Numerical simulation of CO2 injection into fractured gas condensate reservoirs

Abstract

More than sixty percent of the world’s remaining oil reserves are hosted by intensely fractured porous rocks, such as the carbonate sequences of Iran, Iraq, Oman, or offshore Mexico (Bedoun, 2002). The high contrast of capillarity between the matrix and the fractures makes a significant difference in the recovery performance of fractured and non-fractured reservoirs (Lemonnier and Bourbiaux, 2010). Simulation of naturally fractured reservoirs is a challenging task from both a reservoir description and a numerical standpoint (Selley, 1998). This paper presents the recovery performance of CO2 injection into a local fractured and faulted gas condensate reservoir in Western Australia. Tempest 6.6 compositional simulation model was used to evaluate the performance of uncertain reservoir parameters, injection design variables, and economic recovery factors associated with CO2 injection.

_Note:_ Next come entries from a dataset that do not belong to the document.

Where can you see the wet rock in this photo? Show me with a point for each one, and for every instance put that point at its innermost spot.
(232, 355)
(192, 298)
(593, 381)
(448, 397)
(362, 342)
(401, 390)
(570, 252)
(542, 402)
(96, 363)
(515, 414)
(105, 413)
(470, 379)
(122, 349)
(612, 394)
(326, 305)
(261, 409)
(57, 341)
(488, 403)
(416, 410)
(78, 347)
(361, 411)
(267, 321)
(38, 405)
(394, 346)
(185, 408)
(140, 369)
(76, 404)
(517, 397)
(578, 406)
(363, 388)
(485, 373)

The model incorporates experimental IFT, relative permeability data and solubility data at various thermodynamic conditions for the same field. These measurements preceded the simulation work and are now published in various places. The model uses Todd-Longstaff mixing algorithm to control the displacement front expansion. This paper will present, with aid of simulation output graph and tornado charts, the results of natural depletion, miscible and immiscible CO2 injection, waterflooding, WAG, sensitivity of fracture porosity, permeability and fracture intensity. The results also demonstrate the effect of initial reservoir composition, well completion and injection flow rate. All simulation cases were carried out at various injection pressures. The results are discussed in terms of transport mechanisms and fluid dynamics. This project was sponsored by a consortium of companies.